A few years ago tiny house and small house living became derigeur amongst the simple living. There were lots of beautiful shots of tiny trailer houses sitting on big open prairies, or people living in converted buses. All wonderful and inspiring - and a complete pipe dream for nearly everyone this side of the Atlantic. Lack of prairies is the least of our problems with it.
And yet, plenty of us are managing to live small - albeit in less romantic, artisanal settings.
We live in one of those urban terraces that's been haphazardly extended and partitioned over the years, I'm sure you are familiar with them. We put it through its paces - 2 adults and 3 children in a one-and-a-half bedroom house, in approximately 700 square feet, plus a small yard and an unattached garage.
We only intended to stay a year. But we are now heading into our 7th year and have added 3 kids to the mix. Why?
Well, we completely lucked out - our landlords are wonderful; and having bought before the boom, they only require that we pay our rent on time and that it pays their pre-boom mortgage payment. The finish is a bit tatty, the kitchen really could do with a refit - but our rent is at least £150 cheaper than a comparable home in our street, one that doesn't have a garage or off road parking.
Our tiny rent has made it possible for me to work part time and for Mr Pumpkin to take a professional qualification that is now paying dividends. We have paid off debt and begun to save money at quite a pace now, none of which would have been possible if we moved to a bigger house in the area. The kids have had at least one of us at home for the past few year and never been put into nursery. We live in spitting distance of good schools, parks, local shops and the beach.
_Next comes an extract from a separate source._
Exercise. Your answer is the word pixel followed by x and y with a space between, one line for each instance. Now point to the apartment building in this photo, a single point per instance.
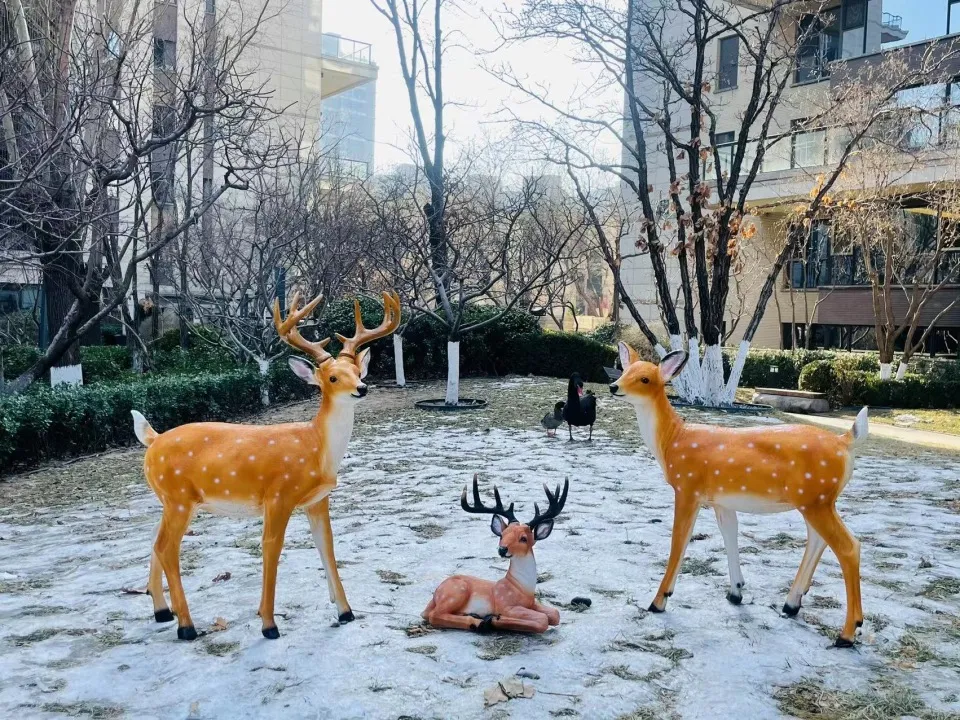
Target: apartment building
pixel 824 289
The garage allows Mr Pumpkin to indulge his car tinkering obsession, whilst halving our car maintenance bill.
Small house living isn't without its challenges. Before I embraced my Slob Sisters Card Index, I had been known to shed tears over the state of the house. Smaller spaces get dirtier quicker - especially kitchens. I clean my cabinet fronts once a week and they still always seem to be splattered with something. Personal space is a problem, though we have become OK with sitting in a room together in comfortable silence when we need space. And even now, there are times when the clutter takes over and we have to rethink things.
This year looks like it will be our last year here; and ironically this is the year I feel we have truly learned to live in our small space. Even when we do move into a bigger one, our habits probably won't change all that much. I quite like living small.
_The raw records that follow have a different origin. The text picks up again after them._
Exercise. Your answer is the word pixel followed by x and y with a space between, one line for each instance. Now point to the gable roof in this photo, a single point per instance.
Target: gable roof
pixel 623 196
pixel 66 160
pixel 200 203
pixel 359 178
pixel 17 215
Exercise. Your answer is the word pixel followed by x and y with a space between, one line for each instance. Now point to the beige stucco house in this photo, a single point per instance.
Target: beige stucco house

If you have the opportunity to live in less house for less money, I highly recommend it as a path to prosperity. Too much house is too much rent or debt repayment. You don't need anywhere as much space as you think you do, once you get rid of your aspirational clutter, your duplicates and all of that stuff you never ever use anyway; and invest in some functional bits of furniture. It is far better to sock the extra cash away and have a few life experiences instead.
As an aside - interestingly, we do not meet statutory definitions of overcrowding. I shouldn't really be writing a post about something I apparently know nothing about!